# Advanced Certification in AIML
## A Program by IIIT-H and TalentSprint

## Problem Statement

The problem is to identify the subcategory and classify the question based on the group it belongs to.



## Learning Objectives

At the end of the experiment, you will be able to understand:

*   Beautiful Soup
*   Use NLTK package
*   Text Representation
*   Classification

In [None]:
#@title  Mini Hackathon Walkthrough
from IPython.display import HTML

HTML("""<video width="320" height="240" controls>
  <source src="https://cdn.talentsprint.com/talentsprint1/archives/sc/aiml/aiml_batch_15/preview_videos/Mini_Hackathon_Aptitude_Classification.mp4" type="video/mp4">
</video>
""")

## Dataset
Being able to classify the questions will be difficult in natural language processing. The dataset is taken from the TalentSprint aptitude questions which contains more than 20K questions.

## Description
This dataset has the following columns:
1. **Category:** Gives the high-level categorization of the question
2. **Sub-Category:** Determines the type of questions
3. **Article:** Gives the article name of the question
4. **Questions:** Questions are listed
5. **Answers:** Contains answers


### Grading = 20 Marks

In [1]:
#@title Download the datasets
from IPython import get_ipython

ipython = get_ipython()

def setup(): 
    ipython.magic("sx wget https://cdn.iiith.talentsprint.com/aiml/Experiment_related_data/Aptitude_Classification_data.csv")
    ipython.magic("sx wget https://cdn.talentsprint.com/aiml/Experiment_related_data/Mentors_Test_Data.csv")
    from IPython.display import HTML, display
    print("Setup completed successfully")
    return

setup()

Setup completed successfully


In [18]:
# Import Python Libraries
from bs4 import BeautifulSoup
import nltk
import re
import string
import warnings
import numpy as np
import pandas as pd
from collections import Counter
from nltk.stem import WordNetLemmatizer 
from nltk import word_tokenize
from nltk.corpus import stopwords
from sklearn.neighbors import KNeighborsClassifier
from sklearn.tree import DecisionTreeClassifier
from sklearn.metrics import accuracy_score
nltk.download('wordnet')
warnings.filterwarnings('ignore')
nltk.download('punkt')
nltk.download("stopwords")
nltk.download('averaged_perceptron_tagger')

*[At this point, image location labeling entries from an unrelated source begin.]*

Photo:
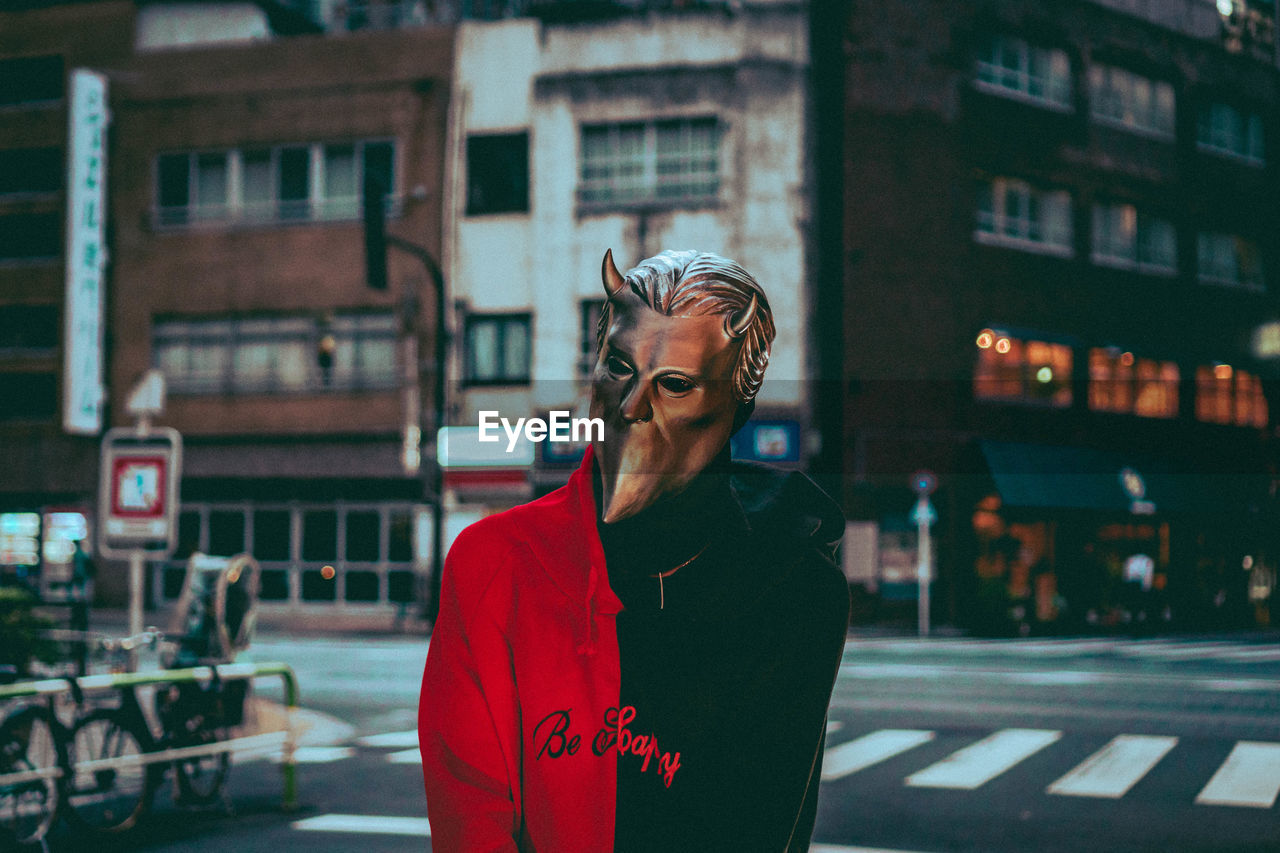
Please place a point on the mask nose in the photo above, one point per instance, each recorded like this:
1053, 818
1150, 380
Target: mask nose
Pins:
636, 407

[nltk_data] Downloading package wordnet to /root/nltk_data...
[nltk_data]   Package wordnet is already up-to-date!
[nltk_data] Downloading package punkt to /root/nltk_data...
[nltk_data]   Package punkt is already up-to-date!
[nltk_data] Downloading package stopwords to /root/nltk_data...
[nltk_data]   Package stopwords is already up-to-date!
[nltk_data] Downloading package averaged_perceptron_tagger to
[nltk_data]     /root/nltk_data...
[nltk_data]   Package averaged_perceptron_tagger is already up-to-
[nltk_data]       date!


True

In [2]:
!ls

Aptitude_Classification_data.csv  Mentors_Test_Data.csv  sample_data


##   **Stage 1**:  Dataset Preparation

### 1 Mark -> Load the data set and prepare the data based on group allocation. 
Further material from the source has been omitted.